Introduction to BASSLINE

Introduction

library(BASSLINE)

BASSLINE (BAyeSian Survival anaLysIs usiNg shapE mixtures of log-normal distributions) uses shape mixtures of log-normal distributions to fit data with fat tails and has been adapted from code produced for Objective Bayesian Survival Analysis Using Shape Mixtures of Log-Normal Distributions (Vallejos and Steel 2015). Some of the functions have been rewritten in C++ for increased performance.

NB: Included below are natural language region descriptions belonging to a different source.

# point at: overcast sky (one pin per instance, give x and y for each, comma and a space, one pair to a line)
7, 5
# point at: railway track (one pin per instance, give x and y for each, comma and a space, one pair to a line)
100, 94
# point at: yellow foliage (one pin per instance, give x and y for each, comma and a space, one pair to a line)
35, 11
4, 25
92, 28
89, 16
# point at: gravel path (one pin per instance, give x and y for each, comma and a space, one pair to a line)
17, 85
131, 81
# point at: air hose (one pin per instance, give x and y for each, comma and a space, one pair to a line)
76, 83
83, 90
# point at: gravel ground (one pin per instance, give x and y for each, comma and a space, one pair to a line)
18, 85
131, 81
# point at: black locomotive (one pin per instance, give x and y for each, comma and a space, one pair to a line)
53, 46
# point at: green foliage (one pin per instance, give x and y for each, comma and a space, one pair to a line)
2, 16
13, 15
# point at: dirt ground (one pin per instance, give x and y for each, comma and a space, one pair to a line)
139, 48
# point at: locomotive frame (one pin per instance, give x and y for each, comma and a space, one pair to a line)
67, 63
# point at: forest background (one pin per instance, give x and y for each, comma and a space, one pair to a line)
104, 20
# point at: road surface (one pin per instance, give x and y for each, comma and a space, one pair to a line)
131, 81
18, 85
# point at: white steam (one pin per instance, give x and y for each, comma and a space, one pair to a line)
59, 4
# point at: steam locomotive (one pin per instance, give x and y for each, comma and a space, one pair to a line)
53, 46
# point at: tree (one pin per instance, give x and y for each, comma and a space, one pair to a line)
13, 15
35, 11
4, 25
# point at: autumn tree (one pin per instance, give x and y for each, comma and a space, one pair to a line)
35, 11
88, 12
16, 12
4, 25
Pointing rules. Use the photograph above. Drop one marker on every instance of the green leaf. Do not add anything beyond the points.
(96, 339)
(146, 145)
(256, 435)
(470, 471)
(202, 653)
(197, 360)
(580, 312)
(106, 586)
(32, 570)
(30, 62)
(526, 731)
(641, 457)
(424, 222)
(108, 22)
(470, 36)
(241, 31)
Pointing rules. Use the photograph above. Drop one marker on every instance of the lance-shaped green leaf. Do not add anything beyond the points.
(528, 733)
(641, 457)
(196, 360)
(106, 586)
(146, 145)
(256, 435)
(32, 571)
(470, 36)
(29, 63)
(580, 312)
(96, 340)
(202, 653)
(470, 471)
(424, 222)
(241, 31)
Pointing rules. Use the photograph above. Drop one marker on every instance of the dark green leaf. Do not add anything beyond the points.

5 distributions from the log-normal family are supported by BASSLINE:

The log-normal distribution
The log student’s T distribution
The log-logistic distribution
The log-Laplace distribution
The log-exponential power distribution

As well as MCMC (Markov chain Monte Carlo) algorithms for the 5 distributions, additional functions which allow log-marginal likelihood estimators and deviance information criteria to be calculated are provided. Case deletion analysis and outlier detection are also supported.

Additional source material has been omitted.